Lemon Yogurt Cake

On my hunt for spring time treats, lemon seems to still be the theme for me. I came across Ina Garten’s lemon yogurt cake and I knew I had to make it this week. Her recipes truly are fail proof and never disappoint. This cake is a refreshing dessert to enjoy with friends and family! Or by yourself, in which case you might be tempted to eat the whole thing.
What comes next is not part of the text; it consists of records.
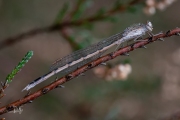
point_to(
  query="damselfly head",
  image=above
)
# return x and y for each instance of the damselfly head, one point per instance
(149, 26)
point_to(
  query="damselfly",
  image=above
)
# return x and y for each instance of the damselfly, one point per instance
(81, 57)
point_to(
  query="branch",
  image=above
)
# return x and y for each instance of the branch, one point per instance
(55, 27)
(79, 71)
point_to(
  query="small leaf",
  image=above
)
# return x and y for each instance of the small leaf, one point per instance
(126, 61)
(88, 25)
(19, 66)
(101, 12)
(83, 6)
(62, 13)
(132, 9)
(112, 19)
(117, 4)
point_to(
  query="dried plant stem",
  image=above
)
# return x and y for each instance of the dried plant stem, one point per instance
(79, 71)
(67, 23)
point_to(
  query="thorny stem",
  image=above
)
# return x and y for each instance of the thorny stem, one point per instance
(79, 71)
(55, 27)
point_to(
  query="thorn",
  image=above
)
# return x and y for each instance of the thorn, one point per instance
(160, 39)
(56, 78)
(90, 65)
(44, 91)
(28, 93)
(10, 108)
(144, 47)
(111, 55)
(125, 54)
(103, 64)
(167, 33)
(178, 34)
(68, 77)
(82, 74)
(2, 84)
(150, 39)
(30, 101)
(60, 86)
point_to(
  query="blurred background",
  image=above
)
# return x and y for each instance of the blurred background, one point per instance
(149, 90)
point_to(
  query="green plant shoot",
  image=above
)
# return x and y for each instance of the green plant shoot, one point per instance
(19, 66)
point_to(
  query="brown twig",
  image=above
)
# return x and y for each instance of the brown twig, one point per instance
(79, 71)
(55, 27)
(70, 39)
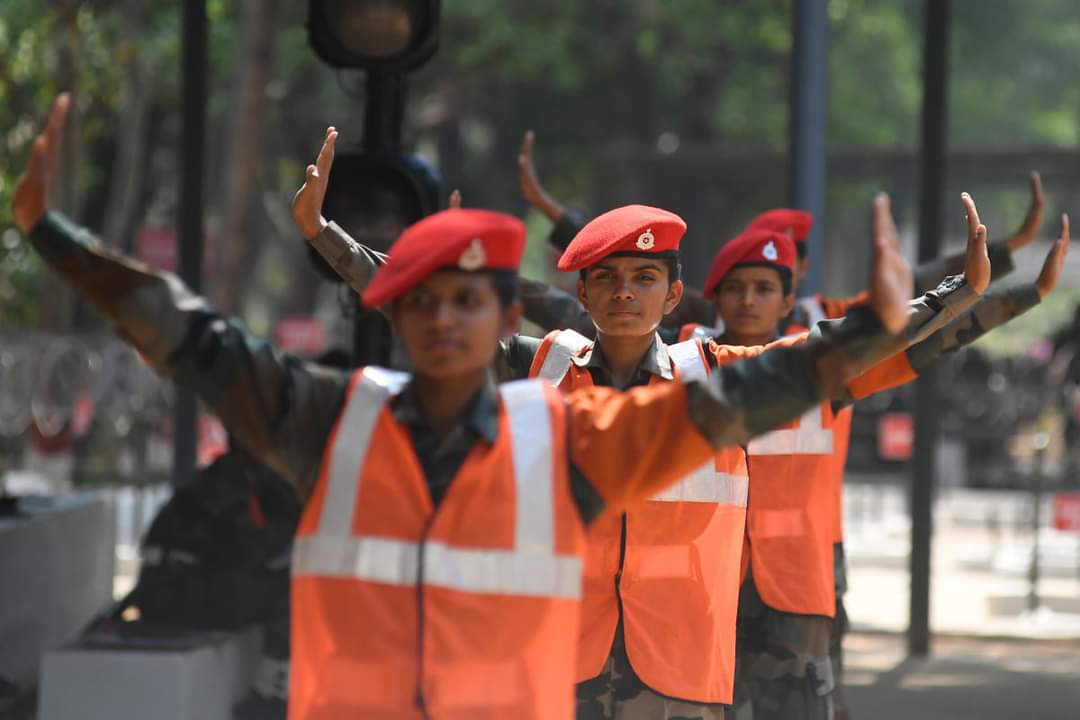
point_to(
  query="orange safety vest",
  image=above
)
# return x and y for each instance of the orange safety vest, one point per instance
(791, 519)
(671, 562)
(404, 611)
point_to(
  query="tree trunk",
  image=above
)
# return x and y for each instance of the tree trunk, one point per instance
(242, 154)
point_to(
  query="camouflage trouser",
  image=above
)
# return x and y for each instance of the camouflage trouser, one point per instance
(840, 627)
(783, 669)
(618, 694)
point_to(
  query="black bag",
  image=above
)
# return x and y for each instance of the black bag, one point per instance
(217, 554)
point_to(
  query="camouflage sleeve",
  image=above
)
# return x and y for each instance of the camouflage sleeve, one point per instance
(929, 274)
(993, 310)
(354, 262)
(553, 309)
(280, 409)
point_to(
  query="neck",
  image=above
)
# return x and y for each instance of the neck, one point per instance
(747, 339)
(444, 399)
(623, 354)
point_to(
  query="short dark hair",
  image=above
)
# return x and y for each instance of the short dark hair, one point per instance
(785, 273)
(504, 282)
(669, 260)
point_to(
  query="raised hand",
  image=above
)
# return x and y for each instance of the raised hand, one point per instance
(976, 265)
(531, 189)
(1054, 262)
(30, 198)
(891, 280)
(308, 203)
(1033, 220)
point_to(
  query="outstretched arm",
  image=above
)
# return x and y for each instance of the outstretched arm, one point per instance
(1000, 253)
(278, 408)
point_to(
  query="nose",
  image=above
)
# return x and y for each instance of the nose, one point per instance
(442, 315)
(623, 289)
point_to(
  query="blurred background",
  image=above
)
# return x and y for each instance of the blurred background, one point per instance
(683, 105)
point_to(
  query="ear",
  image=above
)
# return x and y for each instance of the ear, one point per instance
(787, 306)
(674, 296)
(511, 320)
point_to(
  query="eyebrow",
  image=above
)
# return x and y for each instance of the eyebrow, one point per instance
(648, 265)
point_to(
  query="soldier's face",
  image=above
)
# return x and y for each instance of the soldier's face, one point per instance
(450, 324)
(751, 300)
(629, 296)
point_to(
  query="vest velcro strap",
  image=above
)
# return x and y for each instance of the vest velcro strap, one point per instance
(470, 570)
(567, 345)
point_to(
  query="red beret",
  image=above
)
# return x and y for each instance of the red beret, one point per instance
(755, 246)
(636, 229)
(466, 239)
(784, 219)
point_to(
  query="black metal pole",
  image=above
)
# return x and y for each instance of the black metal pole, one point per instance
(809, 119)
(190, 235)
(927, 401)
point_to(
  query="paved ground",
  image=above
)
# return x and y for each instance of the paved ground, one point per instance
(963, 679)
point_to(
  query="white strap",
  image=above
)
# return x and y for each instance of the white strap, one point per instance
(814, 312)
(530, 442)
(687, 357)
(810, 437)
(707, 485)
(566, 345)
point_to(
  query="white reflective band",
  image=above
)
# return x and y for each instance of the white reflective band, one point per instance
(530, 445)
(707, 485)
(470, 570)
(815, 313)
(808, 438)
(353, 434)
(375, 559)
(687, 357)
(567, 345)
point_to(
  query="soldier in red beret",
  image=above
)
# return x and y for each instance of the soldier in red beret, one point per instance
(437, 565)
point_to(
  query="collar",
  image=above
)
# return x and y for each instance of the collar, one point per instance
(656, 361)
(481, 415)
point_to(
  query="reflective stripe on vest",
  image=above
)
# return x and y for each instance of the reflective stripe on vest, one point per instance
(567, 345)
(704, 485)
(810, 437)
(531, 568)
(814, 312)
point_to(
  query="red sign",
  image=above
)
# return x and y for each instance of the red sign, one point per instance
(300, 335)
(1067, 511)
(895, 436)
(213, 439)
(157, 247)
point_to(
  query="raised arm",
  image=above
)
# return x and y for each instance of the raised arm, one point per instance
(278, 408)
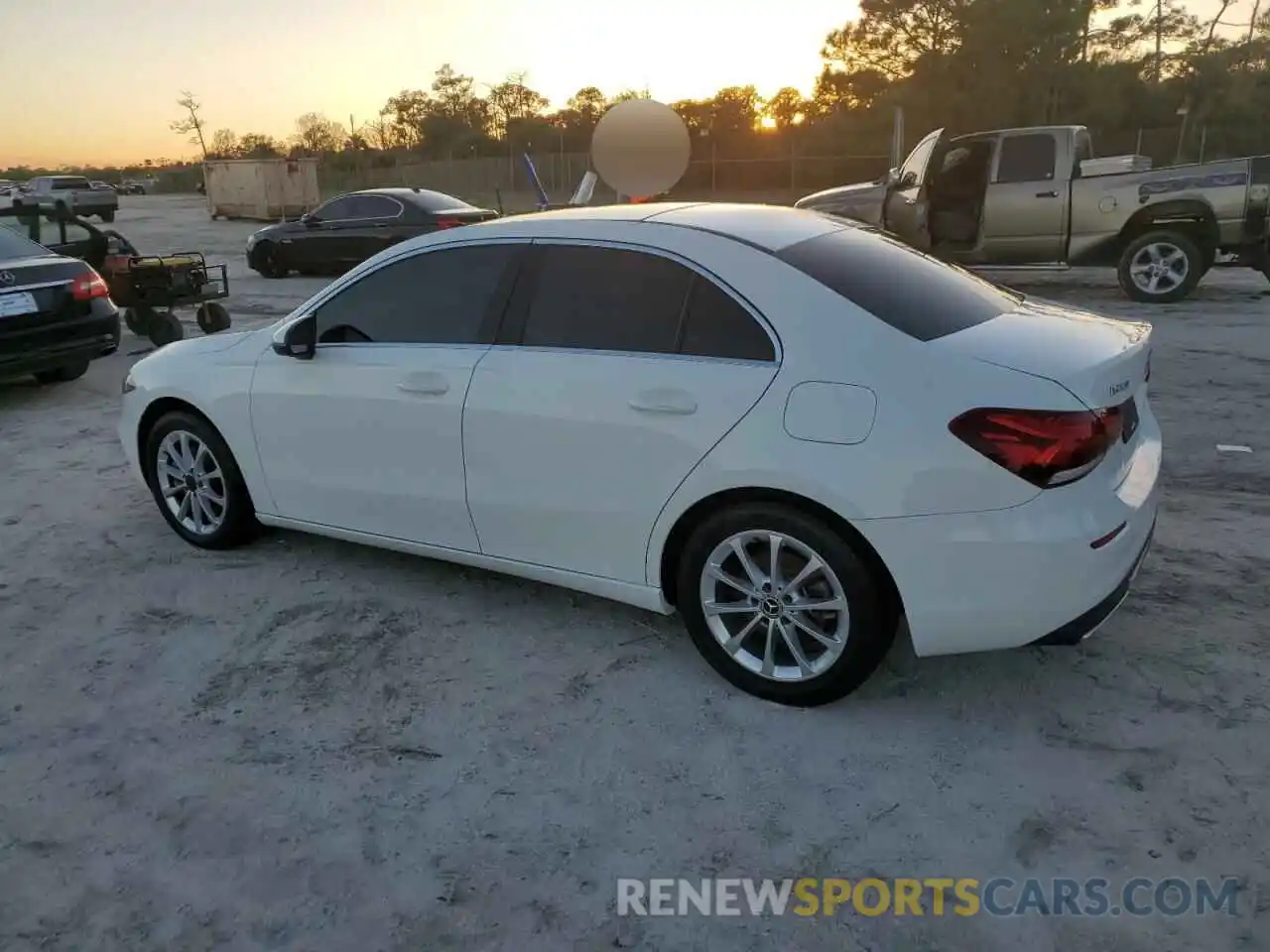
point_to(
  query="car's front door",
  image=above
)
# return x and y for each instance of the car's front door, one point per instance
(325, 241)
(367, 435)
(616, 372)
(1026, 207)
(377, 225)
(908, 208)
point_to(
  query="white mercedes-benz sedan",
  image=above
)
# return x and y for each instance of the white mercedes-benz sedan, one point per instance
(795, 431)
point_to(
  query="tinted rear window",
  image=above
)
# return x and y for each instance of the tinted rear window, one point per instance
(14, 245)
(912, 293)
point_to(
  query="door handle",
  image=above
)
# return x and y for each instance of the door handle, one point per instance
(665, 402)
(427, 384)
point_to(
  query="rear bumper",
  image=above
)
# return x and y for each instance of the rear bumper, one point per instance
(1032, 574)
(81, 339)
(1080, 629)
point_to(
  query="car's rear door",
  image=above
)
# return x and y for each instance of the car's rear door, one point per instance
(619, 368)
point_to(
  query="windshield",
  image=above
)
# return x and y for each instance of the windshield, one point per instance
(14, 245)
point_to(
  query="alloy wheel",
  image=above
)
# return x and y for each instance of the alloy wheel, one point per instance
(190, 483)
(775, 606)
(1159, 268)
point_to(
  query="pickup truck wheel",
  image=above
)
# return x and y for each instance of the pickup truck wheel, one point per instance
(1161, 267)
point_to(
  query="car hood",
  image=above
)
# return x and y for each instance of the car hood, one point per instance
(862, 200)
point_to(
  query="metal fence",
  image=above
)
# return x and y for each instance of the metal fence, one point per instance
(778, 178)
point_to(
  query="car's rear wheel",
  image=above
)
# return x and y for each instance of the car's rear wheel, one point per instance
(267, 261)
(1161, 267)
(197, 484)
(781, 606)
(63, 375)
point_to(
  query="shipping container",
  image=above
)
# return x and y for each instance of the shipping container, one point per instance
(262, 189)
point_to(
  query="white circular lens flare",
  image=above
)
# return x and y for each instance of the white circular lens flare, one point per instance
(640, 148)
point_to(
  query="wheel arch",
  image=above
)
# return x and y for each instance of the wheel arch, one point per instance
(1194, 217)
(706, 507)
(155, 412)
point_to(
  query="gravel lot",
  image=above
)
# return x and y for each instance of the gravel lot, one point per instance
(312, 746)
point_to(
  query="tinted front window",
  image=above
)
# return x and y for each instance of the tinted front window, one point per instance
(604, 298)
(1026, 159)
(439, 202)
(373, 207)
(910, 291)
(719, 326)
(335, 209)
(439, 298)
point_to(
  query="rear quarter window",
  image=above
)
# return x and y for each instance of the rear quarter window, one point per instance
(912, 293)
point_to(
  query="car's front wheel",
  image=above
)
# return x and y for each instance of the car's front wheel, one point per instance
(197, 484)
(781, 606)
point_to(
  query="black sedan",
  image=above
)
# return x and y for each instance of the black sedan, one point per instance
(349, 229)
(55, 312)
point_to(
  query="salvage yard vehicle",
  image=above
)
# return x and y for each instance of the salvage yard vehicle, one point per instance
(1037, 197)
(148, 287)
(349, 229)
(56, 313)
(793, 429)
(71, 193)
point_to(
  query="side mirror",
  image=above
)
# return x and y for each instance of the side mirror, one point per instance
(300, 340)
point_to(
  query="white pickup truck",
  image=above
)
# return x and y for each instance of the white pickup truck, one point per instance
(73, 193)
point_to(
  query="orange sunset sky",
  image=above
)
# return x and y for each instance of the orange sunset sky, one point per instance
(259, 63)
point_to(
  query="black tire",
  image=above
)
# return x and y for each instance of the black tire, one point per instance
(166, 329)
(1194, 261)
(239, 525)
(139, 318)
(63, 375)
(267, 263)
(870, 630)
(212, 317)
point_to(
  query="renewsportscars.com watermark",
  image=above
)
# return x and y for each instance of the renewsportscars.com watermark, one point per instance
(1000, 896)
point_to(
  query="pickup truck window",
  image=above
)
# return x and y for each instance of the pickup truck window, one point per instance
(912, 293)
(1032, 158)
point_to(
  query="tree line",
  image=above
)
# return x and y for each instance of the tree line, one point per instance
(960, 63)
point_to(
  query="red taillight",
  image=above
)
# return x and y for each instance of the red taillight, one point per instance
(1046, 447)
(87, 286)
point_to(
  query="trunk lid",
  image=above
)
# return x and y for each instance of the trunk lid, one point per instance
(1100, 361)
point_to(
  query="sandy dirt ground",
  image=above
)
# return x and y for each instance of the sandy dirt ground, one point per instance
(312, 746)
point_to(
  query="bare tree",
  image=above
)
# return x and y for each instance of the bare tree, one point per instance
(191, 123)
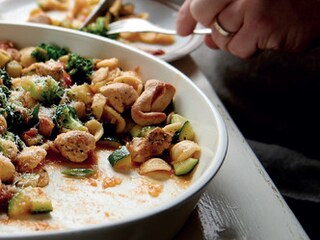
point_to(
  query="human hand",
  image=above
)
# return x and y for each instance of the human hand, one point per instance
(253, 25)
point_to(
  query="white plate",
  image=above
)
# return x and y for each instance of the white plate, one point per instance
(161, 13)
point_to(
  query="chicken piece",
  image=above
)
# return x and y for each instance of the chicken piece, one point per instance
(7, 169)
(142, 149)
(147, 110)
(40, 17)
(46, 124)
(8, 149)
(9, 48)
(29, 158)
(119, 95)
(75, 145)
(3, 125)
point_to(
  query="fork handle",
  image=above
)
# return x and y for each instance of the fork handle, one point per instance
(200, 31)
(203, 31)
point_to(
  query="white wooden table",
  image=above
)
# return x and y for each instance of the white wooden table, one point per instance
(241, 202)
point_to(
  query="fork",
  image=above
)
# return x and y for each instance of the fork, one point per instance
(141, 25)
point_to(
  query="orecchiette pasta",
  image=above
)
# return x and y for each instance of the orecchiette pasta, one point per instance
(65, 112)
(184, 150)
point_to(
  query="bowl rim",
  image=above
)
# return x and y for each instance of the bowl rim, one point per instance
(193, 189)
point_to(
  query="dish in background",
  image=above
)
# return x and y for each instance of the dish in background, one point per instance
(207, 123)
(161, 12)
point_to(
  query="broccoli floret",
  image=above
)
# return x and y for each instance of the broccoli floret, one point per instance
(16, 116)
(79, 68)
(6, 79)
(99, 28)
(66, 117)
(46, 51)
(4, 95)
(43, 89)
(14, 138)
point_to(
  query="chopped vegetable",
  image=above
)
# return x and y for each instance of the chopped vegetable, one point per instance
(6, 79)
(78, 172)
(43, 89)
(66, 117)
(120, 159)
(46, 51)
(79, 68)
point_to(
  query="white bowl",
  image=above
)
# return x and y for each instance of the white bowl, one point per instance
(165, 220)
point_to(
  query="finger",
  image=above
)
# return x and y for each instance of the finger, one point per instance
(231, 20)
(185, 23)
(204, 11)
(241, 45)
(231, 17)
(210, 43)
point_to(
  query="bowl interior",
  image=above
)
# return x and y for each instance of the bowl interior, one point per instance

Just sayin’! Happy eating!

Lemon Yogurt Cake


  • 1 1/2 cups all-purpose flour
  • 2 teaspoons baking powder
  • 1/2 teaspoon kosher salt
  • 1 cup plain whole-milk yogurt
  • 1 1/3 cups sugar, divided
  • 3 extra-large eggs
  • 2 teaspoons grated lemon zest (2 lemons)
  • 1/2 teaspoon pure vanilla extract
  • 1/2 cup vegetable oil
  • 1/3 cup freshly squeezed lemon juice

For the glaze:

  • 1 cup confectioners’ sugar
  • 2 tablespoons freshly squeezed lemon juice


  1. Preheat oven 350 degrees.
  2. Grease an 8½ x 4¼ x 2½ inch loaf pan. Line the bottom with parchment paper.  Grease and flour the pan.
  3. Sift together flour, baking powder and salt in a bowl.
  4. In another bowl, whisk together the yogurt, 1 cup sugar, eggs, lemon zest and vanilla.
  5. Slowly whisk the dry ingredients into the wet ingredients.
  6. Fold the vegetable oil into the batter, making sure it is all incorporated.
  7. Pour the batter into the prepared pan and bake for about 50 minutes, or until a cake tester inserted into the center of the loaf comes out clean.
  8. Meanwhile, cook 1/3 cup of lemon juice and remaining 1/3 cup sugar in a small pan until the sugar dissolves and the mixture is clear. Set aside.
  9. When the cake is done, allow it to cool in pan for 10 minutes.
  10. Place the baking rack over a sheet pan, and while the cake is still warm, pour the lemon sugar mixture over the cake to allow it to soak in. Cool.
  11. For the glaze, combine the confectioners’ sugar and lemon juice and pour over the cake.